LLVM Bugzilla is read-only and represents the historical archive of all LLVM issues filled before November 26, 2021. Use github to submit LLVM bugs

Bug 50389 - Missed optimization for A && !B
Summary: Missed optimization for A && !B
Status: NEW
Alias: None
Product: libraries
Classification: Unclassified
Component: Common Code Generator Code (show other bugs)
Version: trunk
Hardware: All All
: P normal
Assignee: Unassigned LLVM Bugs
URL:
Keywords:
Depends on:
Blocks:
 
Reported: 2021-05-18 09:43 PDT by Martijn Vels
Modified: 2021-06-18 08:32 PDT (History)
10 users (show)

See Also:
Fixed By Commit(s):


Attachments

Note You need to log in before you can comment on or make changes to this bug.
Description Martijn Vels 2021-05-18 09:43:03 PDT
The ABI dictates that bool be strictly 0 or 1. A bool value outside of 0 or 1 is UB

The compiler can optimize `A && !B1 then as `A > B`, which say under x86 becomes the macro fused op:

AAndNotBAlt(bool, bool):
        cmp     dil, sil
        jbe     .LBB1_1

instead, the compiler generates:
https://gcc.godbolt.org/z/EWx63b4nz

AAndNotB(bool, bool):
        test    edi, edi
        je      .LBB0_2
        test    sil, sil
        jne     .LBB0_2
        jmp     True()
Comment 1 Datta Nagraj Pathikonda 2021-06-11 08:55:59 PDT
@spatel Can we do this opt as below in the instCombine pass using the match patterns:

https://alive2.llvm.org/ce/z/dytU8_
Comment 2 Datta Nagraj Pathikonda 2021-06-11 09:08:13 PDT
But, I see that instcombine itself converts icmp to XOR and AND insts. Not sure if instcombine is the correct place for this opt:

https://godbolt.org/z/xaPdeK61d
Comment 3 Sanjay Patel 2021-06-13 06:28:41 PDT
As noted, InstCombine currently transforms icmp of bools to logic ops. 

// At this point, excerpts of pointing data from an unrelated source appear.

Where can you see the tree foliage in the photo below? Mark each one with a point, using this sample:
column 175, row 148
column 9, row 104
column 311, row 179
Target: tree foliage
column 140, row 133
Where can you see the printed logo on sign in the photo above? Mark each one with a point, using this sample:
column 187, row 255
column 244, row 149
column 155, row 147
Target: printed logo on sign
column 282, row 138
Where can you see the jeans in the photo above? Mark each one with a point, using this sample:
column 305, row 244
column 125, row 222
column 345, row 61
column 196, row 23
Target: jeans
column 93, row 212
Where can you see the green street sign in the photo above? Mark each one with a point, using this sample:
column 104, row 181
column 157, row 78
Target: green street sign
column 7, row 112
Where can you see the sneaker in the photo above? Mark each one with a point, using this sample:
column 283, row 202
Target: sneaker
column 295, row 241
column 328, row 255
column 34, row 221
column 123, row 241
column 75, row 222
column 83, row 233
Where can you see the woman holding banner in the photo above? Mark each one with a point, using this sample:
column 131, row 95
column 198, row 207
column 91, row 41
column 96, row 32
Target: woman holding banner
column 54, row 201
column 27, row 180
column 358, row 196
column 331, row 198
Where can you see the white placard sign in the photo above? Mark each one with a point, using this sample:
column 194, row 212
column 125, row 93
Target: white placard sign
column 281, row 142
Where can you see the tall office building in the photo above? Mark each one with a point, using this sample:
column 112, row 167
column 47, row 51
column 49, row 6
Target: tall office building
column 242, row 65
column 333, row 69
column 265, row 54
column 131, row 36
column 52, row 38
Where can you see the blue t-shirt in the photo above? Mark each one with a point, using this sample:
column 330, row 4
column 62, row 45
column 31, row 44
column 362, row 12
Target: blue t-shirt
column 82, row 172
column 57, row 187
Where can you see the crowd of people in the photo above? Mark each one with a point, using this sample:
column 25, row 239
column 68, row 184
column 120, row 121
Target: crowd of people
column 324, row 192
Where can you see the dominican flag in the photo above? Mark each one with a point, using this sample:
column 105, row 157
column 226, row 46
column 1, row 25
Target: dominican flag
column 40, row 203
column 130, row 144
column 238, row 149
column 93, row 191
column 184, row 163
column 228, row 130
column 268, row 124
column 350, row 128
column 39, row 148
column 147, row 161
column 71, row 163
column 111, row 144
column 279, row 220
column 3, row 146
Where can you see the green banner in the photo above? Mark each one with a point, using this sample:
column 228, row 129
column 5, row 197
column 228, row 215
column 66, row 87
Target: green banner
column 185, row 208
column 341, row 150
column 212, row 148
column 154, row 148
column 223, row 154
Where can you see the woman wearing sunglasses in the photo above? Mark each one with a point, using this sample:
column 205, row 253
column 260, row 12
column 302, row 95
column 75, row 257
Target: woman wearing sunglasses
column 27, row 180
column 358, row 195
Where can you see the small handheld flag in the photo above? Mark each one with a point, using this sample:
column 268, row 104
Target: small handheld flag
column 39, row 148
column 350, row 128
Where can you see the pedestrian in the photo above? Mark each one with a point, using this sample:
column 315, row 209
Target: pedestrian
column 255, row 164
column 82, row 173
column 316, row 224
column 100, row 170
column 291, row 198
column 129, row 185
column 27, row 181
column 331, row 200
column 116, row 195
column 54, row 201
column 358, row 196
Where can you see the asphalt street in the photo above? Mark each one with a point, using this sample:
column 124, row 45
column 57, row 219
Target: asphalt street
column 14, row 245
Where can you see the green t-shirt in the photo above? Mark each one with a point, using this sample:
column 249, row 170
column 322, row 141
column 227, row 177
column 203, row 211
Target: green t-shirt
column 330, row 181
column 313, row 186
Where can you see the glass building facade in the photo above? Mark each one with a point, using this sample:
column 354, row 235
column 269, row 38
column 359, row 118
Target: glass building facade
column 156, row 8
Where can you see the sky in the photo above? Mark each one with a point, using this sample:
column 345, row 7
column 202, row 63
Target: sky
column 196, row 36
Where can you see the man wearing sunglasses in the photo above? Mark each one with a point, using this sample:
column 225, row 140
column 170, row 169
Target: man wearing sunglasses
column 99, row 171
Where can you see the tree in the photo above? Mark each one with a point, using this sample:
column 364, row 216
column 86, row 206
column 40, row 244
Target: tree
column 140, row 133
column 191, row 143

I don't know the history of that decision, but it seems like a reasonable choice for IR because it is more natural to analyze boolean logic rather than comparisons of bools. This is despite the fact that the logic sequence may be 2 instructions instead of 1 compare.

If this is better inverted in x86 asm, then you have backend options:
1. Show that the icmp form is better for all targets and add a transform to DAGCombiner.
2. Show that the icmp form is better for >1 targets and add a transform using a TLI hook in DAGCombiner.
3. Show that the transform is always good for x86 and add a target-specific transform in X86ISelLowering.

There may be some complications here to deal with branches on merged conditions (see the TLI hook isJumpExpensive()).

The godbolt link in the description shows a different possible missing InstCombine transform:
https://alive2.llvm.org/ce/z/gsT3bD

...or that might be 2 different transforms. Be aware of poison/undef behavior to make sure that is preserved.